Covid-19 vaccines are not a “silver bullet” for the cruise industry, as it seeks to resume sailings amid the pandemic.
Health and safety measures such as tests, masks and social distancing will still be important on cruise ships as the sector slowly resumes operations around the world, said Kelly Craighead, president and chief executive of Cruise Lines International Association (Clia).
Speaking on a Travel Weekly webcast about the timescale for voyages to resume, she said: “The promise of the vaccine is very exciting but I think that in itself will be a long process.
“There is not a silver bullet in this instance.
“We feel comfortable and confident in the medical protocols that have been advised by outside medical and health experts.
“We’ll continue to rely on those sets of protocols even as the vaccine is rolled out.”
She said the limited resumption of cruising by some cruise lines in Europe and Asia last summer demonstrated the importance of the health protocols and she expects them to remain during the deployment of vaccination programmes.
“As our own Andy Harmer [Clia UK and Ireland director] frequently says, the return to cruising is not going to be the flipping of a light switch,” she said.
“This is a little bit like a dimmer and we’re going to continue to grow and build and hopefully return to that great pattern of growth that we were on.
“It is going to be a phased approach.
“Because we’ve adopted this really robust stringent set of measures that have been informed by experts, and have been proven effective this summer in Europe and in Asia, we remain hopeful.”
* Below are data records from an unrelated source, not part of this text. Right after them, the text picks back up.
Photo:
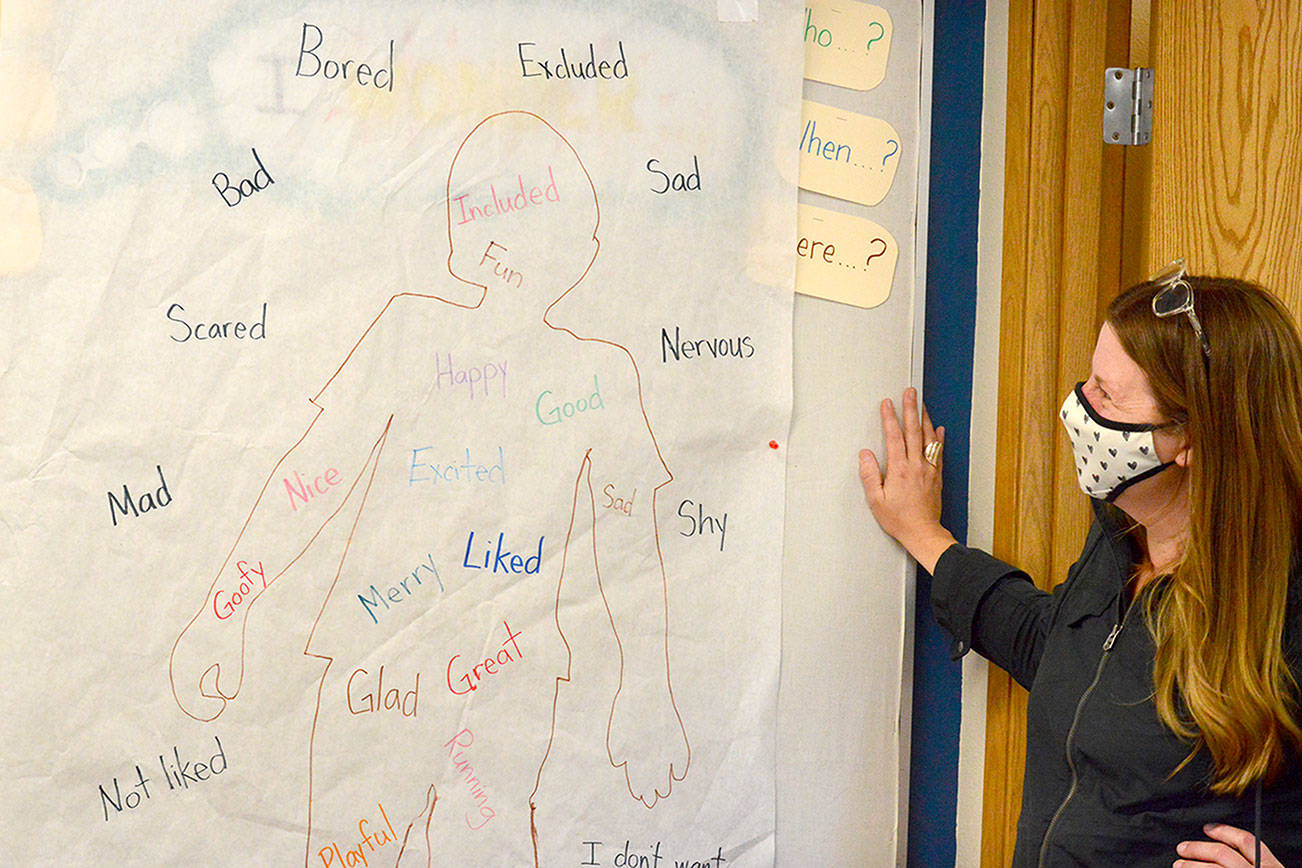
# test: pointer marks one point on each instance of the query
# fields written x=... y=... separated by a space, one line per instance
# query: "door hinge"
x=1128 y=106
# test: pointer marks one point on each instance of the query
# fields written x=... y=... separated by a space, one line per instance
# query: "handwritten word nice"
x=473 y=678
x=184 y=773
x=508 y=202
x=332 y=855
x=484 y=378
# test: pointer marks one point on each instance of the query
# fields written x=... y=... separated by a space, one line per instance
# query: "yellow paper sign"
x=846 y=155
x=843 y=258
x=846 y=43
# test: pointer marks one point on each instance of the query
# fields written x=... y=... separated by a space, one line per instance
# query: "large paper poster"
x=396 y=402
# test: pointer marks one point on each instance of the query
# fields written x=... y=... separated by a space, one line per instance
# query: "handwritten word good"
x=470 y=471
x=473 y=679
x=362 y=74
x=332 y=855
x=159 y=499
x=701 y=523
x=557 y=413
x=718 y=348
x=501 y=560
x=678 y=181
x=617 y=504
x=465 y=738
x=179 y=776
x=208 y=331
x=373 y=603
x=379 y=698
x=224 y=603
x=496 y=204
x=246 y=186
x=531 y=68
x=477 y=376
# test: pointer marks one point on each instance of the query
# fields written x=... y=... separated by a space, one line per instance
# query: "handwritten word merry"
x=471 y=679
x=357 y=855
x=393 y=595
x=465 y=738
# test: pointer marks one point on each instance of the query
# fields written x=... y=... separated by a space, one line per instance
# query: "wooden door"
x=1220 y=184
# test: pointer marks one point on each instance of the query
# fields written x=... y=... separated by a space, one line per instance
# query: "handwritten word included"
x=702 y=523
x=552 y=411
x=333 y=855
x=129 y=505
x=458 y=471
x=393 y=595
x=367 y=696
x=251 y=578
x=311 y=64
x=487 y=378
x=474 y=678
x=464 y=739
x=569 y=68
x=501 y=560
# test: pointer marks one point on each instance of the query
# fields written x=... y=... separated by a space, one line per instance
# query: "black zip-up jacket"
x=1099 y=787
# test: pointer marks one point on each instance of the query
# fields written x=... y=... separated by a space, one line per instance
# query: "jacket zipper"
x=1070 y=733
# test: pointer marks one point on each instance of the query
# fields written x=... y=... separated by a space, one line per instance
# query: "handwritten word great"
x=362 y=73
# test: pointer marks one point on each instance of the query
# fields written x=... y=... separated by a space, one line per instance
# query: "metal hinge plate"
x=1128 y=106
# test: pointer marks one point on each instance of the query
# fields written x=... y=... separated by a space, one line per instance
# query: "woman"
x=1164 y=717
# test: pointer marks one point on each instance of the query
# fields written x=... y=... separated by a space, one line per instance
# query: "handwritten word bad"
x=565 y=69
x=332 y=855
x=246 y=188
x=208 y=331
x=224 y=603
x=380 y=699
x=159 y=499
x=473 y=679
x=465 y=738
x=557 y=413
x=362 y=73
x=373 y=603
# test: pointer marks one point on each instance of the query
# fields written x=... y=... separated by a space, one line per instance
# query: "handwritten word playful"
x=302 y=491
x=498 y=204
x=718 y=348
x=224 y=603
x=557 y=413
x=159 y=499
x=533 y=68
x=678 y=181
x=378 y=698
x=208 y=331
x=470 y=471
x=332 y=855
x=465 y=738
x=477 y=376
x=501 y=560
x=373 y=603
x=259 y=181
x=701 y=523
x=473 y=679
x=179 y=776
x=362 y=74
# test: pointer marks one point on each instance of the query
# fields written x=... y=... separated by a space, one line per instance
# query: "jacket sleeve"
x=994 y=608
She said there are no deadlines about moving away from protocols and the cruise lines will continue to work with local authorities and health bodies about guidance for each destination.
Craighead was speaking on the webcast from Washington DC, ahead of the inauguration of Joe Biden as president.
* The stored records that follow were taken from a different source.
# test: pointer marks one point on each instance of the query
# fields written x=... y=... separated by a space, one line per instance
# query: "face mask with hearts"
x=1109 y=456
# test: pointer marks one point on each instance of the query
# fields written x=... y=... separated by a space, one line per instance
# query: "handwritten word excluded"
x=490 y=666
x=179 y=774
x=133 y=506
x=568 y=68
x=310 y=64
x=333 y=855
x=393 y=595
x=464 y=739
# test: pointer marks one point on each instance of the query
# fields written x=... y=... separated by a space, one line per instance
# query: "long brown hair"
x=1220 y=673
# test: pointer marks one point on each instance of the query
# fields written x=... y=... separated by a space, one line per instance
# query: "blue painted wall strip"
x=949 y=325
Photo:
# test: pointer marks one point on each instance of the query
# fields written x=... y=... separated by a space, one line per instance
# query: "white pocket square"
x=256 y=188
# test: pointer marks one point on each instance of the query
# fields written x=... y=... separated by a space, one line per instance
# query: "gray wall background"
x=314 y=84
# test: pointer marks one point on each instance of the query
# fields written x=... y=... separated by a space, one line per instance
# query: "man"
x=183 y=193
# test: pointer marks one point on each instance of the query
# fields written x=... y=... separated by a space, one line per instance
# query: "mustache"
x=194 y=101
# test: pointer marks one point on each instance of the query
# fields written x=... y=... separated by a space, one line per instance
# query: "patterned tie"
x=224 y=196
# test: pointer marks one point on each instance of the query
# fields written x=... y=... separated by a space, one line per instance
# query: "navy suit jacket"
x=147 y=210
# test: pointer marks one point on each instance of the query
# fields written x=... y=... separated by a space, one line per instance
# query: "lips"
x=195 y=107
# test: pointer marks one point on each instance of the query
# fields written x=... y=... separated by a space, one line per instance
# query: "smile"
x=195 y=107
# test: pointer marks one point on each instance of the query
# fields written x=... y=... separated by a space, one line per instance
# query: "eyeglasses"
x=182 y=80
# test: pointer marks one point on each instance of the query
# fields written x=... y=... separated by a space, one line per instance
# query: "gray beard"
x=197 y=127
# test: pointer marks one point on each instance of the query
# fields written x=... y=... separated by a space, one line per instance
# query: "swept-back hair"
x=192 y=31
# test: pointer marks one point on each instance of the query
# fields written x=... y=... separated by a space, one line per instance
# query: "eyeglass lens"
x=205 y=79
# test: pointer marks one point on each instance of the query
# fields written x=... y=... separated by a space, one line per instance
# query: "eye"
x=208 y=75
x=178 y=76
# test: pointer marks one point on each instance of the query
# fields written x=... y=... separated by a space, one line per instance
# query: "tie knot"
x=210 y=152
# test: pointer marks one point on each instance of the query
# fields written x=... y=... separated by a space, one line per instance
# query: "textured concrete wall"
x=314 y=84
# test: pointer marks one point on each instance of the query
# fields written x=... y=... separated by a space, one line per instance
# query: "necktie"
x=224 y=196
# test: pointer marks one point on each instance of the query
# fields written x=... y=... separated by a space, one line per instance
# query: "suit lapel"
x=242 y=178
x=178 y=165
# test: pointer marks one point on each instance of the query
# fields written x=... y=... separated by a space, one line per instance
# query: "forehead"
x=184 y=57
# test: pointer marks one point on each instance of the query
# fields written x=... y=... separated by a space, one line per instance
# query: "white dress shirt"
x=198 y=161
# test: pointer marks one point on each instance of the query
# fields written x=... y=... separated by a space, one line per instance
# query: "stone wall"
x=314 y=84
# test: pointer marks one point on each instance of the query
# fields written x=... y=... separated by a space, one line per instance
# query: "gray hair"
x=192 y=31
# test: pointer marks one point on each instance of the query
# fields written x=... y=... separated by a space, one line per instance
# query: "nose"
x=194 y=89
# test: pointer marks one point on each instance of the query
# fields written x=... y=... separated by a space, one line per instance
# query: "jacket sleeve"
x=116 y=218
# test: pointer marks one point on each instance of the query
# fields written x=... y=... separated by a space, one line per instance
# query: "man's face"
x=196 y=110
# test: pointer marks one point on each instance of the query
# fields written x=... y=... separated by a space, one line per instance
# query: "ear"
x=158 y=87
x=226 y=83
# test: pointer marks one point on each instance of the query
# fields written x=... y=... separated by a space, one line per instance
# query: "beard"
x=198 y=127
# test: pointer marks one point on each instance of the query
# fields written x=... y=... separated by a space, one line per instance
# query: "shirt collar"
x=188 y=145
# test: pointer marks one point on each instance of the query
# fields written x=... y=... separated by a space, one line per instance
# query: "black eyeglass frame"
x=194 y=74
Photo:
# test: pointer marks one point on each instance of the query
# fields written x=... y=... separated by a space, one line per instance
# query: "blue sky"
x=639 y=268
She said partnerships with governments are critical and the experience of operating cruises in Europe last summer offered a roadmap out of the current situation.
“There is a little bit of a silver lining in the pause in operations because it really has enabled the industry to come out as successfully as they were able to do, executing against protocols this summer that, when they were enforced, proved effective.
“You can see a confluence of when all these things come together – the adherence to protocols across the entire supply chain of travel, the rollout and the availability of vaccines, the ability to better understand what we’re dealing with and how to mitigate against it – it is going to be a really successful 2021.”